Li Yun: “…” Solo entonces comprendió por primera vez cómo se sentía el Da Shixiong cuando clamaba por dejarlo todo y volver a casa en la Isla del Dragón Azul.

En ese momento, Shuikeng entró corriendo jadeando:

—¡Er Shixiong!

Li Yun dijo de mal humor:

—¿Qué te pasa ahora?

Da Shixiong, aquí… —Shuikeng hizo un gesto en su propio entrecejo. En el entrecejo de Yan Zhengming había una marca larga y estrecha de color rojo oscuro, que era la señal de que estaba atrapado por un demonio interno. Shuikeng extendió dos dedos y pellizcó incoherente—. ¡De repente se acortó un trozo!

Decir que se acorta así como así, ¿cree que la marca del demonio interno es un fideo crudo? Esta chica tiene una imaginación salvaje.

Li Yun puso los ojos en blanco y estaba a punto de regañarla, pero escuchó a Shuikeng decir:

—En ese momento pensé que había visto mal, así que dije: “Ay, Da Shixiong, ¿por qué parece que tu marca de demonio interno se ha acortado?”. Y justo después de decirlo, vi con mis propios ojos cómo esa marca se acortaba otro poco, ¡como si pudiera escucharme hablar!

Cheng Qian no sabía nada del caos en la villa. A la mañana siguiente del segundo día, ya había llegado al Valle del Olvido viajando día y noche. Esta gran alegría y gran tristeza, de encontrar esperanza a que la esperanza fuera escasa, era realmente agotadora mentalmente. Al descender con su espada, incluso con el profundo cultivo y la firme voluntad de Cheng Qian, sus rodillas se sentían débiles.

Al volver a visitar el lugar, respiró hondo, reprimió las emociones fluctuantes y caminó hacia el valle a grandes zancadas. Parecía haber algún tipo de restricción en este valle. Tan pronto como la Hoja de Escarcha se acercó, comenzó a emitir un zumbido agudo. El cuerpo de la espada temblaba tanto que casi no podía controlarlo, negándose a entrar en el valle a toda costa, como si temiera algo extremadamente. Cheng Qian tuvo que bajar y caminar él mismo.
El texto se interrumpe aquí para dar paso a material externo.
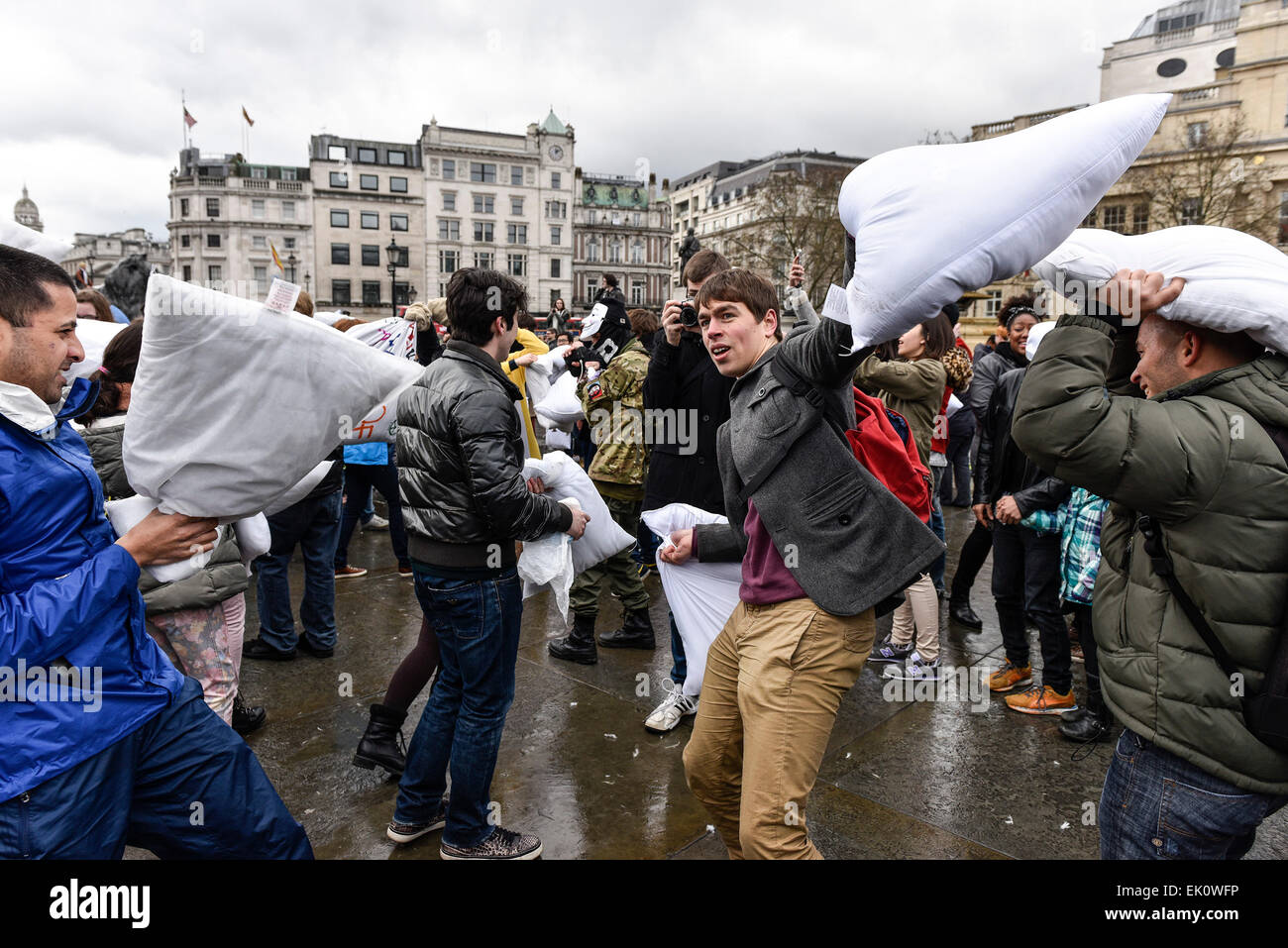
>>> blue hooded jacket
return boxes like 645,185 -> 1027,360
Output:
0,378 -> 183,801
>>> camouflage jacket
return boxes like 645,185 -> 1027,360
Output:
577,339 -> 648,485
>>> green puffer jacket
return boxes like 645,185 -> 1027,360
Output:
1012,316 -> 1288,793
81,415 -> 250,616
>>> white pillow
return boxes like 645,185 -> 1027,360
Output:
837,93 -> 1172,351
533,373 -> 585,428
523,451 -> 635,574
1034,226 -> 1288,353
71,319 -> 125,378
0,219 -> 72,263
123,273 -> 421,520
643,503 -> 742,695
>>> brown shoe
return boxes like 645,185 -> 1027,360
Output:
1006,685 -> 1078,715
988,658 -> 1033,691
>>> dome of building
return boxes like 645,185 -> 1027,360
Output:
13,184 -> 46,231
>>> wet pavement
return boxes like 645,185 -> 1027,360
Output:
226,507 -> 1288,859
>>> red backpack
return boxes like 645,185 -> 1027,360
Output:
772,356 -> 934,526
845,389 -> 934,527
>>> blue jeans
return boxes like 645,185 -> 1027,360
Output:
666,612 -> 690,685
394,567 -> 523,848
0,678 -> 313,859
1100,730 -> 1288,859
255,490 -> 340,652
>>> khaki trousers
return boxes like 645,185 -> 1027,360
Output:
684,599 -> 876,859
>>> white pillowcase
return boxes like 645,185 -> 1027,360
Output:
523,451 -> 635,574
123,273 -> 421,522
643,503 -> 742,695
0,219 -> 72,263
837,93 -> 1172,351
1034,226 -> 1288,353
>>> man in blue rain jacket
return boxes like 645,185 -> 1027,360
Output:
0,245 -> 312,859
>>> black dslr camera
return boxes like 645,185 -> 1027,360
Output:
680,296 -> 698,330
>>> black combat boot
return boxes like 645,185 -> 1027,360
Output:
1060,687 -> 1115,743
599,609 -> 657,649
353,704 -> 407,777
548,616 -> 599,665
233,691 -> 268,737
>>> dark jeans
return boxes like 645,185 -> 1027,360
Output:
335,464 -> 411,570
952,522 -> 993,601
1100,730 -> 1288,859
666,612 -> 690,687
939,430 -> 975,507
255,490 -> 340,652
0,678 -> 313,859
394,567 -> 523,848
930,468 -> 948,590
993,523 -> 1073,694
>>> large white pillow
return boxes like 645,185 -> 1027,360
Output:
123,273 -> 421,522
0,219 -> 72,263
643,503 -> 742,695
523,451 -> 635,574
837,93 -> 1172,349
1034,226 -> 1288,353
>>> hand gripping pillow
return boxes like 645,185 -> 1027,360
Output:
1034,226 -> 1288,353
0,220 -> 72,259
535,372 -> 585,428
123,273 -> 421,522
837,93 -> 1171,351
523,451 -> 635,574
643,503 -> 742,695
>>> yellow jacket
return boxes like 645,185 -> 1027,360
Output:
501,330 -> 550,458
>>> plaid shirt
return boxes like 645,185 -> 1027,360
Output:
1022,487 -> 1109,605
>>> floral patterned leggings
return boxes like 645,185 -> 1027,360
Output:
147,592 -> 246,724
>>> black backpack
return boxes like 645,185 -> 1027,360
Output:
1136,425 -> 1288,751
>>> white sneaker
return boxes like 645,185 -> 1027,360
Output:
881,652 -> 941,682
644,686 -> 698,734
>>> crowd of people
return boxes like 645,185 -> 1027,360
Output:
0,235 -> 1288,861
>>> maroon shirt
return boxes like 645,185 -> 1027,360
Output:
738,501 -> 805,605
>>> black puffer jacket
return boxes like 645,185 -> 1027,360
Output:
975,369 -> 1072,516
644,332 -> 733,514
396,339 -> 572,570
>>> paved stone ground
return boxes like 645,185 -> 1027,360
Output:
231,509 -> 1288,859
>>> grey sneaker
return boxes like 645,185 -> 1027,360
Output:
385,799 -> 447,842
868,635 -> 913,665
881,652 -> 941,682
438,827 -> 541,859
644,685 -> 698,734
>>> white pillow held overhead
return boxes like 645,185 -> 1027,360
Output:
837,93 -> 1172,351
1034,224 -> 1288,353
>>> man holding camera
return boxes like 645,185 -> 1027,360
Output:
643,250 -> 733,734
549,297 -> 656,665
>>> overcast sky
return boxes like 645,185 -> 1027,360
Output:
0,0 -> 1156,239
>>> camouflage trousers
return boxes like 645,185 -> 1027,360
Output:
568,497 -> 648,616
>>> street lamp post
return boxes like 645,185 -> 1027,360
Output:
385,239 -> 402,316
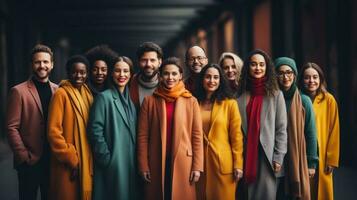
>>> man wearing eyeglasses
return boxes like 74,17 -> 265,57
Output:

Esto le recordó la escena de su primera visita. El Señor de la Isla Gu había enviado a un grupo de cultivadores a buscarlo, pero esos expertos, por alguna razón, se negaron a entrar en el valle a toda costa.

Cheng Qian levantó la cabeza y vio que el Valle del Olvido parecía una gran pieza de jade natural. Mirando desde lejos, bajo la luz del sol, parecía haber una capa de humo brumoso y misterioso, que no parecía pertenecer al mundo mortal.

No sabía si era porque su cuerpo original actual de Jade de Reunión de Espíritus era demasiado sensible, pero Cheng Qian siempre sentía que había un aura inusual en este valle.